Natascia Dell’erba, 18, a first-year vocalist, said she is surprised to hear her eight-year-old sister singing the Doors and Jimi Hendrix songs featured in these video games.

By releasing games on consoles offered by Microsoft, Sony and Nintendo, game design companies aim to reach a larger market of gamers than if the games were released on one console.

“You have every single side of the video-game world covered,” said Jessica McLaughlin, 18, a first-year saxophonist.

Sales of the 1974 single “Same Old Song and Dance” by Aerosmith increased 400 per cent with the release of Guitar Hero III: Legends of Rock in the 2007 Christmas season, according to an MSNBC article.

“Many artists are very shrewd businessmen,” said Hlus. “They’re going, ‘Hey, this is a generation that doesn’t know our music,’ and they feel there is a universal appeal that’s kind of timeless.’

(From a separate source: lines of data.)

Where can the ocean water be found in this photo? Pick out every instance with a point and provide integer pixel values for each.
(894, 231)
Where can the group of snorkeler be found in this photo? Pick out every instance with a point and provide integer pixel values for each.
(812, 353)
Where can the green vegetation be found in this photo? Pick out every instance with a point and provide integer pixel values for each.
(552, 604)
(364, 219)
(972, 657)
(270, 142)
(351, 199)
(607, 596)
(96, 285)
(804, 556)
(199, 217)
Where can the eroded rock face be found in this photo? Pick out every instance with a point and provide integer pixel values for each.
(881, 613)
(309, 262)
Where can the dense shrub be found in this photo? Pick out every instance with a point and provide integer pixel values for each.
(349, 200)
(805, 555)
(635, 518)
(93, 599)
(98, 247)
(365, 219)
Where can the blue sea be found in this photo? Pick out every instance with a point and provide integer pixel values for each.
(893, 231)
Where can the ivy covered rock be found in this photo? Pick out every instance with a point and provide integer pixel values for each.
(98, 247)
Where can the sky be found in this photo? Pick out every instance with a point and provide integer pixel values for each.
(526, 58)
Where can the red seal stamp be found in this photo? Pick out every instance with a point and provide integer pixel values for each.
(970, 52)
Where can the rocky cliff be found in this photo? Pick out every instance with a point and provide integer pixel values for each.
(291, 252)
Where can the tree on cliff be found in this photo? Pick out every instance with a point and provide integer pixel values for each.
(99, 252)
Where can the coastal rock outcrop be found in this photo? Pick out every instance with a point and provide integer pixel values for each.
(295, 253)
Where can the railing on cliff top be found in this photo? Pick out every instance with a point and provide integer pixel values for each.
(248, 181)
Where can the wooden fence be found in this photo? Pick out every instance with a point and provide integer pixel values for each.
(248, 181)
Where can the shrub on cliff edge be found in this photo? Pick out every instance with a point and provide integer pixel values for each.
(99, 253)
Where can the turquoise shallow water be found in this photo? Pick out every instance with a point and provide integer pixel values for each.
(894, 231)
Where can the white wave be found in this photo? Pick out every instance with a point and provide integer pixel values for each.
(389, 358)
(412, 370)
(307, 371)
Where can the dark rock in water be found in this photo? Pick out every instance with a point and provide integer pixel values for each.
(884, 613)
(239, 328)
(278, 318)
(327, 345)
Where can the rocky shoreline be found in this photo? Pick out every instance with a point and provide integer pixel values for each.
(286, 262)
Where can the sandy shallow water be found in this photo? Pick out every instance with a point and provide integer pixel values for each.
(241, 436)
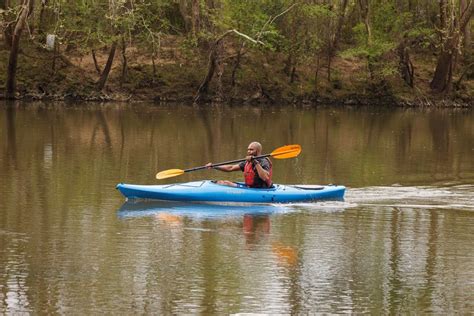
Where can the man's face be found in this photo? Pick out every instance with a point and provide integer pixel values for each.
(252, 150)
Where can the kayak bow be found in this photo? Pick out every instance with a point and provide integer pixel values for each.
(209, 191)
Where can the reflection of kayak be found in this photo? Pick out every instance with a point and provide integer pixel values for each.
(168, 209)
(208, 191)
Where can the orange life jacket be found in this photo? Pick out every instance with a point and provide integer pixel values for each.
(250, 174)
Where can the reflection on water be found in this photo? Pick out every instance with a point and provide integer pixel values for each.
(402, 241)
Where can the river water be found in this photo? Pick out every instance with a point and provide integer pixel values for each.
(401, 241)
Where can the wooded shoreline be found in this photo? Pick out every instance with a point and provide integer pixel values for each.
(413, 53)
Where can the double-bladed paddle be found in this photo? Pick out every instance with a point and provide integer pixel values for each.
(284, 152)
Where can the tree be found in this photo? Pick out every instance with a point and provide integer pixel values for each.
(15, 47)
(452, 28)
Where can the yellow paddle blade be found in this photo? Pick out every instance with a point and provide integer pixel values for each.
(169, 173)
(288, 151)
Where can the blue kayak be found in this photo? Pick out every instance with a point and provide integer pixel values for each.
(209, 191)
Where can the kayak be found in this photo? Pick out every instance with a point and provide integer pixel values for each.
(210, 191)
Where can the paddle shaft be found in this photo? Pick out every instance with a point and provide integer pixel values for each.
(225, 163)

This music has become a common interest not only between youth and parents, but among youth in different social circles. Moore said that despite differing musical tastes, teens in all cliques tend to enjoy ’60s and ’70s bands.

With the re-emergence of older bands in video games, biographic films and reunion tours, today’s musicians don’t put as much effort into their music.

“[There used to be] more of a focus on the musical ability of the artists rather than how good you look on stage and how much money you can throw at a recording studio,” said Gervais.

Music students interviewed also said that cover versions of old songs can’t match up to the original recordings they were based on.